He wrote an article for Comment is Free recently. It contains the usual rubbish about what capitalism and socialism are
The 20th century is well behind us, but we have not yet learned to live in the 21st, or at least to think in a way that fits it. That should not be as difficult as it seems, because the basic idea that dominated economics and politics in the last century has patently disappeared down the plughole of history. This was the way of thinking about modern industrial economies, or for that matter any economies, in terms of two mutually exclusive opposites: capitalism or socialism.
We have lived through two practical attempts to realise these in their pure form: the centrally state-planned economies of the Soviet type and the totally unrestricted and uncontrolled free-market capitalist economy. The first broke down in the 1980s, and the European communist political systems with it. The second is breaking down before our eyes in the greatest crisis of global capitalism since the 1930s. In some ways it is a greater crisis than in the 1930s, because the globalisation of the economy was not then as far advanced as it is today, and the crisis did not affect the planned economy of the Soviet Union. We don't yet know how grave and lasting the consequences of the present world crisis will be, but they certainly mark the end of the sort of free-market capitalism that captured the world and its governments in the years since Margaret Thatcher and President Reagan.
Impotence therefore faces both those who believe in what amounts to a pure, stateless, market capitalism, a sort of international bourgeois anarchism, and those who believe in a planned socialism uncontaminated by private profit-seeking. Both are bankrupt. The future, like the present and the past, belongs to mixed economies in which public and private are braided together in one way or another. But how? That is the problem for everybody today, but especially for people on the left.
I suppose we couldn't expect anything else from the Professor. He was a long standing member of the (Stalinist) Communist Party of Great Britain before developing into some sort of Labourite.

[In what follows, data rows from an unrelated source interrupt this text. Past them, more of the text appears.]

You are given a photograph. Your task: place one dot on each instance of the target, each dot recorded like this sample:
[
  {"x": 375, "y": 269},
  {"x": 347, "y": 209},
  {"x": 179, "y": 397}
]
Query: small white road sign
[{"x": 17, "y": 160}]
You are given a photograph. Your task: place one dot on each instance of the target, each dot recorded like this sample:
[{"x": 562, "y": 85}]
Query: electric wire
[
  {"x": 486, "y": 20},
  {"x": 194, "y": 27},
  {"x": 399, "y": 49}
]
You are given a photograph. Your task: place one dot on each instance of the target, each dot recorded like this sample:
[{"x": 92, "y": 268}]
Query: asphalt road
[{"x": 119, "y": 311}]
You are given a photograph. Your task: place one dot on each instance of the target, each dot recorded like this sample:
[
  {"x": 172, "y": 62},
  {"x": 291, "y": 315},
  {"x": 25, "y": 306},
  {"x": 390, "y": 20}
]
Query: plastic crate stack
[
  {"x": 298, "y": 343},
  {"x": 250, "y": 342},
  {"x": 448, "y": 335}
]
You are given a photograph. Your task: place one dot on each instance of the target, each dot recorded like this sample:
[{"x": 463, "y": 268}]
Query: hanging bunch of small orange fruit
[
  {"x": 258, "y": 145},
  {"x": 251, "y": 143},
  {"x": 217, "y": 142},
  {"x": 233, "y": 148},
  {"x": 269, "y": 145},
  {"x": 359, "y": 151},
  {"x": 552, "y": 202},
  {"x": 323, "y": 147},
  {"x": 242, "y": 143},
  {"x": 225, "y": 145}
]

Hobsbawm is, strictly speaking, wrong to think the past thirty years of Chicago school economics and associated ideology has meant "bourgeois anarchism". There has always been a mixed economy; it has only been a question of scope with regard to the role the state has played in the economy. There are in fact a number of Libertarian Capitalists who say the present credit crunch and stagnating capitalist economy are proof that the state has been interfering too much! (These Libertarians are the true "bourgeois anarchists".)

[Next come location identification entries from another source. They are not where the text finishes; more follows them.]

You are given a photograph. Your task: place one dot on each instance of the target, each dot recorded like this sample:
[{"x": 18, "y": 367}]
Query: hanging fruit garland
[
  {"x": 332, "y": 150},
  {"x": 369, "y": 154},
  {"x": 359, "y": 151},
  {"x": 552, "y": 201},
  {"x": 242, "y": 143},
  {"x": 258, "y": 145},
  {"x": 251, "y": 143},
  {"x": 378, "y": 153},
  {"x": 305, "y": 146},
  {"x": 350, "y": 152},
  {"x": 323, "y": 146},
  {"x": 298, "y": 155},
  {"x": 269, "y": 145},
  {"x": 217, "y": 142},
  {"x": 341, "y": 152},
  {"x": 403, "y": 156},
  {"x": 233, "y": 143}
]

Seen in this light, what Hobsbawm (and others, incidentally) is proposing is not new; it is a return to a pre-Thatcherite Labour policy.
It all boils down to that old chestnut: "proper capitalism" has privately owned enterprises whereas "socialism" is state (public) ownership. It illustrates why the Socialist Party insists on asking prospective members what they understand by capitalism and socialism before being accepted into the party.
Hobsbawm is a historian of note; politically, he was a (state) capitalism supporting fool as a young man and a capitalism supporting fool today.